Il nuovo presidente dell’Unione Africana si trova a gestire l’organizzazione continentale in un momento di messa a punto e nuovo orientamento delle sue attività. Da un lato, nell’anno della sua elezione è caduto anche il decennale della fondazione dell’Au: un anniversario che ha permesso di stilare un bilancio dell’attività dell’organizzazione ricco ma anche insoddisfacente e contraddittorio, soprattutto per il capitolo del peacekeeping e il mantenimento della sicurezza a livello continentale. Dall’altro lato, il 2011 ha rappresentato uno spartiacque nella storia del continente africano. Il coinvolgimento internazionale diretto contro il regime di Mu῾ammar Gheddafi in Libia è stato fortemente osteggiato dal Sudafrica, presidente di turno dell’Au, e dall’Unione Africana stessa, in nome di una soluzione diplomatica che non prevedesse un intervento extra-africano. L’operazione Odyssey Dawn ha decretato la poca influenza delle organizzazioni regionali e dell’egemone continentale nella crisi più rilevante a livello internazionale che ha coinvolto l’Africa. Il pesante coinvolgimento francese, accessorio e conseguenza della vicenda libica, nell’epilogo della crisi ivoriana è stata la seconda spia di come la pur positiva autarchia africana nella gestione delle crisi regionali si possa infrangere davanti alle convenienze degli attori esterni.

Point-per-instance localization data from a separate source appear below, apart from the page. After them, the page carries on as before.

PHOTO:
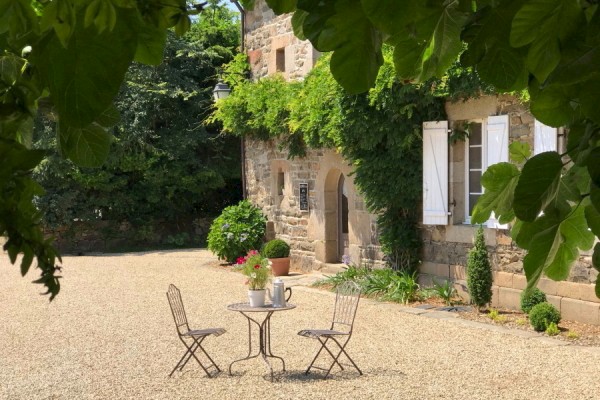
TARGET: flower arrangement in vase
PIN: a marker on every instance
(257, 269)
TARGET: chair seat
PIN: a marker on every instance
(314, 333)
(205, 332)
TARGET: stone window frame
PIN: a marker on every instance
(484, 144)
(280, 174)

L’Unione Africana della gestione Dlamini-Zuma deve quindi recuperare autorevolezza, capacità di iniziativa politica e riconoscibilità come attore internazionale. Nel discorso d’investitura pronunciato a Addis Abeba nel novembre 2012 Dlamini-Zuma ha dato comunque l’impressione di essere più a suo agio con i grandi temi trasversali come le istituzioni, il genere o il clima che con i problemi della sicurezza nei paesi fragili o contesi.
La crisi in Mali sarà il primo test per la nuova leadership continentale. L’intervento internazionale, richiesto dal governo di Bamako e accordato dagli attori internazionali e regionali, ha rappresentato una svolta di grosse proporzioni. La presidente dell’Au dovrà districarsi con abilità tra i diversi piani – civile e militare, regionale e internazionale – per rimettere sotto controllo la situazione nel nord del paese e nel governo del Mali.
Nella sua corsa alla presidenza, Dlamini-Zuma, fortemente sostenuta dal governo sudafricano, è stata osteggiata dai paesi medi (a partire dalla Nigeria, rivale potenziale del Sudafrica) e dai paesi francofoni, che temevano un tentativo di egemonia continentale troppo invasivo da parte di Pretoria. La vicenda del Mali, un paese francofono ma troppo vicino alla Nigeria per non risentire del peso dei suoi interessi, è un importante snodo per dimostrare le reali intenzioni di Dlamini-Zuma e la distanza che separa Pretoria da Addis Abeba e, al limite, da Abuja.